Lo ricordava Declan Donnellan all’incontro che ha tenuto a Ca’ Giustinian: è molto importante essere curiosi, prima della «creatività viene la curiosità».
Mi approprio di questo pensiero del maestro inglese – rivolto a giovani attori, ma estendibile a tutti – per tentare di avvicinarmi, con prudenza e un briciolo di leggerezza, alle Residenze della Biennale Teatro, che si stanno sviluppando in concomitanza ai laboratori.
Venezia ospita infatti quattro giovani formazioni provenienti dai workshop delle precedenti edizioni: gruppi nati per affinità di interessi e di poetica, volti alla condivisione di un percorso e, più nello specifico, di un progetto artistico. Parlo di curiosità per l’interesse che questa realtà fa scaturire, relegando al connubio tra prudenza e “leggerezza” la rintracciabilità di un’influenza artistica – una sorta di lascito – del maestro a questi gruppi.
Mentre due compagnie stanno lavorando negli spazi del Teatro Junghans, incontro le altre due formazioni ospitate nella Sala Prove e nella Sala Concerti del Conservatorio “Benedetto Marcello”: sono The Moors of Venice alle prese con Propaganda; e il gruppo coordinato da Carlota Ferrer impegnato in Swimming B.
Trascorro alcune ore – poche, quanto la brevità di quest’esperienza – in sala prove con gli artisti, cercando di non essere una presenza inopportuna e inserendomi quasi in “punta di piedi” in un processo così delicato di creazione.
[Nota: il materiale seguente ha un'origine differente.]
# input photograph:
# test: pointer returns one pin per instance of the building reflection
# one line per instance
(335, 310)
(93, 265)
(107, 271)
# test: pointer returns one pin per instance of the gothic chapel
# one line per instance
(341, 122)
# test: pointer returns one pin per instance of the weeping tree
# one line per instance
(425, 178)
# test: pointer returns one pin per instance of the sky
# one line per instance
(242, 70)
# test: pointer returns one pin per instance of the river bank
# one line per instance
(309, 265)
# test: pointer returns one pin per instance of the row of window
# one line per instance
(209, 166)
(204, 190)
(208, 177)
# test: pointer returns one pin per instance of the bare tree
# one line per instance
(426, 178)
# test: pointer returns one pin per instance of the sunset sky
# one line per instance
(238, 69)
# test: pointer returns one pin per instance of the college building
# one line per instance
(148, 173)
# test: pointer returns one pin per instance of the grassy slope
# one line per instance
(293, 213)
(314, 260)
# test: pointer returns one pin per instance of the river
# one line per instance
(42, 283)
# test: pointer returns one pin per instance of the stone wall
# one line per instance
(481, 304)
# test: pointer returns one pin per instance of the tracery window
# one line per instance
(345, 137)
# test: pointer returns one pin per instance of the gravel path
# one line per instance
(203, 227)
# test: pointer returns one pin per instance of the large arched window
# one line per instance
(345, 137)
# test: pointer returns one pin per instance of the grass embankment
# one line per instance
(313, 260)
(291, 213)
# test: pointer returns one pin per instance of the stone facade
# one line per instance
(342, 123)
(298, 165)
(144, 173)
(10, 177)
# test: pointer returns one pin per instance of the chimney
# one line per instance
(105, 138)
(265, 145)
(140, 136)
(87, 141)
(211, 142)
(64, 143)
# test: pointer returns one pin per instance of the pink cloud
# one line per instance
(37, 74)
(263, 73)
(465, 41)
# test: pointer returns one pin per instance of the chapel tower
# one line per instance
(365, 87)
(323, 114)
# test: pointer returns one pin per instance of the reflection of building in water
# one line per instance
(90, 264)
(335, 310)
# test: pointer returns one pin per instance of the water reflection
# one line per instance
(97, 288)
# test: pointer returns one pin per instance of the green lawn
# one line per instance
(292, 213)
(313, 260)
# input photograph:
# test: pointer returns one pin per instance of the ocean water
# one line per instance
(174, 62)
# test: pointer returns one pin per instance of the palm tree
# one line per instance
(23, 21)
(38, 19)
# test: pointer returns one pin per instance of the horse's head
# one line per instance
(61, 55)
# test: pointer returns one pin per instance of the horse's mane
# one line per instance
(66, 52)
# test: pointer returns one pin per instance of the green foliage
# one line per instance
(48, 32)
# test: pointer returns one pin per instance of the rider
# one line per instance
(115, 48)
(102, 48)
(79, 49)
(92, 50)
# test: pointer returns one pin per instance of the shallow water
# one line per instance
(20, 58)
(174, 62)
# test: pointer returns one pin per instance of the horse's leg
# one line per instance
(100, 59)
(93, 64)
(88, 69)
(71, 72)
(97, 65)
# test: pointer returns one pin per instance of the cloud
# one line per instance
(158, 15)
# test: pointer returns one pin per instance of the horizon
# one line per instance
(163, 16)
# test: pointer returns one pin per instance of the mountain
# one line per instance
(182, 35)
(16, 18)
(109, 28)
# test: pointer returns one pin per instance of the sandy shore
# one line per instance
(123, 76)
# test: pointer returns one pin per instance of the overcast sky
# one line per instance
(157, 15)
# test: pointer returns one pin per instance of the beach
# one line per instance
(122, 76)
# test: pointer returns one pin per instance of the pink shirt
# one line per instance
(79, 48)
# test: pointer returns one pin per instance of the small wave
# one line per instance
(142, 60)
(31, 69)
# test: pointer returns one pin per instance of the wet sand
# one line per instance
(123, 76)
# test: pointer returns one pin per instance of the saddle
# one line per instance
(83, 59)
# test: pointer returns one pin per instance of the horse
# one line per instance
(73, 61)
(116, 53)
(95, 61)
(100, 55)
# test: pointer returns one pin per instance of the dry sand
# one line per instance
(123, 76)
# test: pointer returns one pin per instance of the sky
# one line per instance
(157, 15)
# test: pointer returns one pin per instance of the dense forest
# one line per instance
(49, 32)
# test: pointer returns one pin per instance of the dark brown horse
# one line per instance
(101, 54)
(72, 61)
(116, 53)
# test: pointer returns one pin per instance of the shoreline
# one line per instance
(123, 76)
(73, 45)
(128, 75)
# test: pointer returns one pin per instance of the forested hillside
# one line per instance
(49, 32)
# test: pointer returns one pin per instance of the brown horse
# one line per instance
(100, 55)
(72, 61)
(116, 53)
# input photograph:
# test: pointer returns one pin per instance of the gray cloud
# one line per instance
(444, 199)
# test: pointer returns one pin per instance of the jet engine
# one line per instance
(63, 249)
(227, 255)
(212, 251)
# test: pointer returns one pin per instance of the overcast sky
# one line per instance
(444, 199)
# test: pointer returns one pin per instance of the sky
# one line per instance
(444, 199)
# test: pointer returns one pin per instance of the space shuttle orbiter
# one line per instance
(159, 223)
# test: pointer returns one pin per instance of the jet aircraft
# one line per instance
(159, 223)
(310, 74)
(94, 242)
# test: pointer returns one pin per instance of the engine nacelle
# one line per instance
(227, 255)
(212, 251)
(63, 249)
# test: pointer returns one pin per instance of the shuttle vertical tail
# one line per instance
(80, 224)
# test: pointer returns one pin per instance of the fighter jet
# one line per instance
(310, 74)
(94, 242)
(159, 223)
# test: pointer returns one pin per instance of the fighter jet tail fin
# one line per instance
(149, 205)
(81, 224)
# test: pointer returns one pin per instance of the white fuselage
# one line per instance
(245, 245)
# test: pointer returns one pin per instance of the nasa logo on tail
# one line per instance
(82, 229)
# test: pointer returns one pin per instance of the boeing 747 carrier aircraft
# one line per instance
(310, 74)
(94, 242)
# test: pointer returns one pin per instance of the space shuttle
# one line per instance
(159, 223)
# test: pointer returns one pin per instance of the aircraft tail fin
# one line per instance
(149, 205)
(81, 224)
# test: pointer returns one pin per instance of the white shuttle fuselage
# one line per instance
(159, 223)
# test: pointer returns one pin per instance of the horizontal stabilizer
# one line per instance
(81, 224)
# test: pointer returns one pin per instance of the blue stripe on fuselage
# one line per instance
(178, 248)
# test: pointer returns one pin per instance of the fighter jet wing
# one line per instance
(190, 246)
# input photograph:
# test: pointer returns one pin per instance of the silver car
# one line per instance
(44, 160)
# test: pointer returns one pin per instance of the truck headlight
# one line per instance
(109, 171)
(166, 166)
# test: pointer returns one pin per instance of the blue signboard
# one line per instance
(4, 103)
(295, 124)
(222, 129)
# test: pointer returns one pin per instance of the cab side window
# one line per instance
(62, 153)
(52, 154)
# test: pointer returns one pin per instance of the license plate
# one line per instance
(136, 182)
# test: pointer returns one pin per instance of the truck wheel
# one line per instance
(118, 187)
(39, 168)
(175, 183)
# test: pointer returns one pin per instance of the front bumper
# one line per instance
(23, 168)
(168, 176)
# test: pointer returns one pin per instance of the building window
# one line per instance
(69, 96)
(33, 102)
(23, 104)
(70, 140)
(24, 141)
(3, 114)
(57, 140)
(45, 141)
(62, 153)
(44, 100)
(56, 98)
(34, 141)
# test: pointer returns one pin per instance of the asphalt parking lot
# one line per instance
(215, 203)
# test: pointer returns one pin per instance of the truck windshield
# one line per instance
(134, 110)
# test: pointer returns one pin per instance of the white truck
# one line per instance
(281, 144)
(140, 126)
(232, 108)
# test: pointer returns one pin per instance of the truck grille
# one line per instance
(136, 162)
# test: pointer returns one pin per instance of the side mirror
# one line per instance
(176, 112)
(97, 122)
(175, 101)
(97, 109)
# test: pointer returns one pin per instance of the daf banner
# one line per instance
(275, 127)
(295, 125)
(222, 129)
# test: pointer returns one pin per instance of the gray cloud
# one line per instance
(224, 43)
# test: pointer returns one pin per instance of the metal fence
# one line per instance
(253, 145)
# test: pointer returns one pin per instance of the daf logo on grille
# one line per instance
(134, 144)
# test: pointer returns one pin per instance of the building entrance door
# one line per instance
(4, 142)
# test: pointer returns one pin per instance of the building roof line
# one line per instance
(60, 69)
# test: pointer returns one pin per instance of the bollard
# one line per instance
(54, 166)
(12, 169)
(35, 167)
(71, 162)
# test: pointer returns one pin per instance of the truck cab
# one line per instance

Se svanisce da un lato l’idea che legava e restringeva il percorso personale di questi ragazzi al nome del regista del laboratorio, come alla ricerca di segni distintivi di un “superficiale” passaggio di testimone da maestro a allievo, resta saldo l’interesse rispetto al processo e alla sperimentazione che questi giovani autori possono apportare al contemporaneo panorama performativo. Ad ognuno di loro è lasciata la libertà di organizzare a proprio modo il lavoro di questi giorni di residenza: così se da un lato The Moors of Venice, il gruppo guidato da Fèlix Pons si approccia alla messinscena di Propaganda in maniera più consueta, strutturando inoltre il progetto in più parti – ovvero proposte specifiche partite da singoli individui – è un vero e proprio work-in-progress Swimming B. L’approccio alla creazione messa in gioco da Carlota Ferrer, Emmanuelle Moreau, Nicolas Wan Park e Francesca Tasini è indicativo di una predisposizione alla condivisione, la medesima che può aver portato alla formazione del gruppo; un bagaglio di singole esperienze, emozioni e specificità intese come punto di partenza per un lavoro collettivo.
L’interrogazione diffusa che sorge sulla durata di quest’esperienza, forse limitata nel tempo rispetto alle necessità di una continuità creativa, riguarda intrinsecamente anche tutti i laboratori e certe pratiche di formazione. Ma osservare il lavoro di questi ragazzi, e cogliere dalle loro parole il riconoscimento dell’opportunità che la direzione artistica di Àlex Rigola sta loro offrendo, lascia sperare che simili percorsi formativi possano comunque essere momenti significativi nel sostegno alla giovane creatività.